Far from preparing students to live "authentically," the higher learning in America leaves them unable to perform the simplest task--to prepare a meal or go to a party or get into bed with a member of the opposite sex--without elaborate academic instruction. The only thing it leaves to chance is higher learning. (from the chapter "Schooling and the New Illiteracy")

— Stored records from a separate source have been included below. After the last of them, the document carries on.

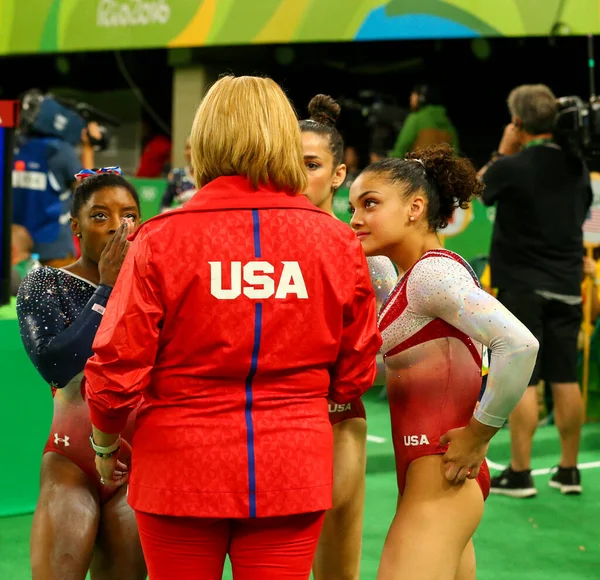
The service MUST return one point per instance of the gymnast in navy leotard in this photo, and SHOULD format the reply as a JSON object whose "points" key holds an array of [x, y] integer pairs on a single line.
{"points": [[79, 524]]}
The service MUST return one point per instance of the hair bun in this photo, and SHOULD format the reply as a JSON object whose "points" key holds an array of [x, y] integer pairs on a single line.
{"points": [[455, 179], [323, 109]]}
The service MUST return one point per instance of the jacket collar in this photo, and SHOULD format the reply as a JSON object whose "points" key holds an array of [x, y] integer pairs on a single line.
{"points": [[235, 192]]}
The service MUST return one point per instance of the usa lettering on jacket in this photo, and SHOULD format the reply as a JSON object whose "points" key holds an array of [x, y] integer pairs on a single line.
{"points": [[337, 408], [256, 280], [415, 440]]}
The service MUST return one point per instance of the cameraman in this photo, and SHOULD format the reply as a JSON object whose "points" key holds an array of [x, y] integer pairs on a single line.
{"points": [[542, 194], [45, 164]]}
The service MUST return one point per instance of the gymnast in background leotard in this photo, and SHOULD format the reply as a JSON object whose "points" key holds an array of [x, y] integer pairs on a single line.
{"points": [[434, 326], [79, 524], [339, 550]]}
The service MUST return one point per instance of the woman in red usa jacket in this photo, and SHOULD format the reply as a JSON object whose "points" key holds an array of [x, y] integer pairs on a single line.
{"points": [[235, 317]]}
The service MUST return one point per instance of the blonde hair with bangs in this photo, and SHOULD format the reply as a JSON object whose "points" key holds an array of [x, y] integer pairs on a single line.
{"points": [[246, 126]]}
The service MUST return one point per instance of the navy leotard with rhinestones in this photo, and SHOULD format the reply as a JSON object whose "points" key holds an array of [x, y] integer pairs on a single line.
{"points": [[59, 314]]}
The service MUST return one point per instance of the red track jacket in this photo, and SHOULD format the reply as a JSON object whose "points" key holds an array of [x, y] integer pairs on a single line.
{"points": [[235, 317]]}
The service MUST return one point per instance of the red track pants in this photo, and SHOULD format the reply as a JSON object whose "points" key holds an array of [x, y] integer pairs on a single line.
{"points": [[278, 548]]}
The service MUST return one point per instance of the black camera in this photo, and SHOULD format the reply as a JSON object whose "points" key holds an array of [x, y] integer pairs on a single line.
{"points": [[53, 116], [577, 126]]}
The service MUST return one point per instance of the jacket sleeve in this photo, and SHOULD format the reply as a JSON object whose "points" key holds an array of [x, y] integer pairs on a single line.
{"points": [[127, 341], [355, 369]]}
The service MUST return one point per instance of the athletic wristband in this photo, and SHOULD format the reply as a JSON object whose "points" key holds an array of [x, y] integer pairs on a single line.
{"points": [[105, 452]]}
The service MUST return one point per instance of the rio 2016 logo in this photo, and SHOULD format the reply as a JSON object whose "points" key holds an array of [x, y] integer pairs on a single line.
{"points": [[118, 13]]}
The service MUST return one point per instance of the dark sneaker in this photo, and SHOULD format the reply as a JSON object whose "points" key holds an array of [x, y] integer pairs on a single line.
{"points": [[511, 483], [567, 480]]}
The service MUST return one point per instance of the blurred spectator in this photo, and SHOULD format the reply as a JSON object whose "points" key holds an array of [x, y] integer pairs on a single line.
{"points": [[156, 153], [427, 125], [181, 186], [46, 161], [21, 245]]}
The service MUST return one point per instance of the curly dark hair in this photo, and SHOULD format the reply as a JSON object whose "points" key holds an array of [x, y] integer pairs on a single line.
{"points": [[324, 112], [448, 181]]}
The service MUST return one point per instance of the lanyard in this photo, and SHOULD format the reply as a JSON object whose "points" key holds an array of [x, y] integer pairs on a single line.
{"points": [[542, 141]]}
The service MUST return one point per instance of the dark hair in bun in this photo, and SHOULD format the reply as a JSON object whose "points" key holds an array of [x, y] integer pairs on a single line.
{"points": [[324, 113], [448, 181]]}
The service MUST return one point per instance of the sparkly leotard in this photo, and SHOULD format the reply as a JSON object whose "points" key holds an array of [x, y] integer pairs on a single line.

Or from "The Degradation of Sport"
The uselessness of games makes them offensive to social reformers, improvers of public morals, or functionalist critics of society like Veblen, who saw in the futility of upper class sports anachronistic survivals of militarism and prowess. Yet the "futility" of play, and nothing else, explains its appeal--its artificiality, the arbitrary obstacles it sets up for no other purpose than to challenge the players to surmount them, the absence of any utilitarian or uplifting object. ... What corrupts an athletic performance, as it does any other performance, is not professionalism or competition but a breakdown of the conventions surrounding the game.
You can guess the subject of "The Banality of Pseudo-Awareness: Theatrics of Politics and Everyday Existence." And he even notices that the apotheosis of sex resulted in not just physical but emotional barrenness. (I paraphrase)
His fallbacks are the corrupting power of capitalism and Freudian analytical framework; the latter I can't always make head or tail of. That's probably because I find Freud's infantile/oral/etc framework too giggle-worthy to study seriously. But non-capitalist reformers and theorists come in for their share of blame. And the trends he describes are just as entrenched, if not more so, than when he first wrote it.
Any prescriptions are implicit: "don't do it this way, de-bureaucratize and devolve authority back." There's no recipe. Which shows appropriate humility, since following recipes got us into some of the trouble.
3 comments:
I've never managed to read this, so I've just ordered a super-cheap paperback copy.
I'm still reading the Chas. Wms. novel about the Tarot cards, by the way, whose name I've forgotten. Somewhat heavy going, but I'm enjoying it.
PS, I guess that was you on Maggie's Farm posting about the anti-Big-Bang review by a string theorist, but there didn't seem to be a link.
I think you'll like it, given what I've read of your posts.